Autofahrer müssen gründlich kratzen Ein kleines Sichtfenster reicht nicht

AUTOR/IN

Auch im Winter ist die Straßenverkehrsordnung eindeutig: Die Sicht darf nicht beeinträchtigt sein. Autofahrer müssen also Scheiben und Spiegel freikratzen. Sonst drohen empfindliche Strafen.

Frau kratzt Windschutzscheibe frei (Foto: picture-alliance / dpa)
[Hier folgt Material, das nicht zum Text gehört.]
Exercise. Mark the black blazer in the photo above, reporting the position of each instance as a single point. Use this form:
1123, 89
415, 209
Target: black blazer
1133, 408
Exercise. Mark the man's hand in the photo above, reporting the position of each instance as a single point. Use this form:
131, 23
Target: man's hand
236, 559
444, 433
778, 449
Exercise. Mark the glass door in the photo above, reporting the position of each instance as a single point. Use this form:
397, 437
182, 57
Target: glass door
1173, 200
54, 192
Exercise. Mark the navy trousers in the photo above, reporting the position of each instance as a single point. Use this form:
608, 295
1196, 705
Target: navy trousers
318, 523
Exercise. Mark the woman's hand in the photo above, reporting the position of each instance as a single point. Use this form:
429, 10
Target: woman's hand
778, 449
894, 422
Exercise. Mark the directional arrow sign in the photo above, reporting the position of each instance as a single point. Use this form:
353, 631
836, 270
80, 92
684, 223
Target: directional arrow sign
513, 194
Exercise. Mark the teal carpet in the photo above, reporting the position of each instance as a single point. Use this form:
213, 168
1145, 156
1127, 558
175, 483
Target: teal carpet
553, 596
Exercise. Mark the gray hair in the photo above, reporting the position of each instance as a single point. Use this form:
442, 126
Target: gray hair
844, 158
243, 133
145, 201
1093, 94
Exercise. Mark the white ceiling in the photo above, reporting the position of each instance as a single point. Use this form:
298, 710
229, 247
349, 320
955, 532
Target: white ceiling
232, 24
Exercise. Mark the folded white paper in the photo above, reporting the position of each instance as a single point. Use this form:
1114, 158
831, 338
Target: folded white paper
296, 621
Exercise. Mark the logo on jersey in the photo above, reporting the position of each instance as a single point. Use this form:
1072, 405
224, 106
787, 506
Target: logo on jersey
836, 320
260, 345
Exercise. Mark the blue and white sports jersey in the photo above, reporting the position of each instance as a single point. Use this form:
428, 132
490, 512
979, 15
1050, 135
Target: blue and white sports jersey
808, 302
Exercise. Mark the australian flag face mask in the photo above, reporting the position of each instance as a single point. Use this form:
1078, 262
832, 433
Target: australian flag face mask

Wenn die Temperaturen wieder fallen, so wie jetzt, heißt es für viele: morgens früher aufstehen. Wer mit dem Auto zur Arbeit fährt, die Kinder in die Schule bringt oder Besorgungen machen will, der muss zuerst kratzen. Vereiste Scheiben sind für viele eine nervige Angelegenheit, aber hier muss man sorgfältig sein. Einfach nur ein kleines Sichtfenster frei kratzen, weil es schnell gehen muss oder der nächste Halt nur um die Ecke liegt – das sollte man nicht riskieren.

Freie Sicht gesetzlich vorgeschrieben

In der Straßenverkehrsordnung ist festgelegt, dass jeder Autofahrer für freie Sicht sorgen muss. Die Sicht darf nicht durch die Ladung oder den Zustand des Kraftfahrzeugs beeinträchtigt werden. Die Verkehrssicherheit darf nicht leiden. Das heißt im Winter dann: Scheiben freikratzen. Auch die Außenspiegel.

Geringes Bußgeld, aber Mitschuld

Wenn die Polizei einen Autofahrer anhält, der eine dreckige oder vereiste Scheibe hat, kann ein Bußgeld fällig werden. Zwar sind das nur zehn Euro - aber wenn ein Unfall passiert, kann es teuer werden.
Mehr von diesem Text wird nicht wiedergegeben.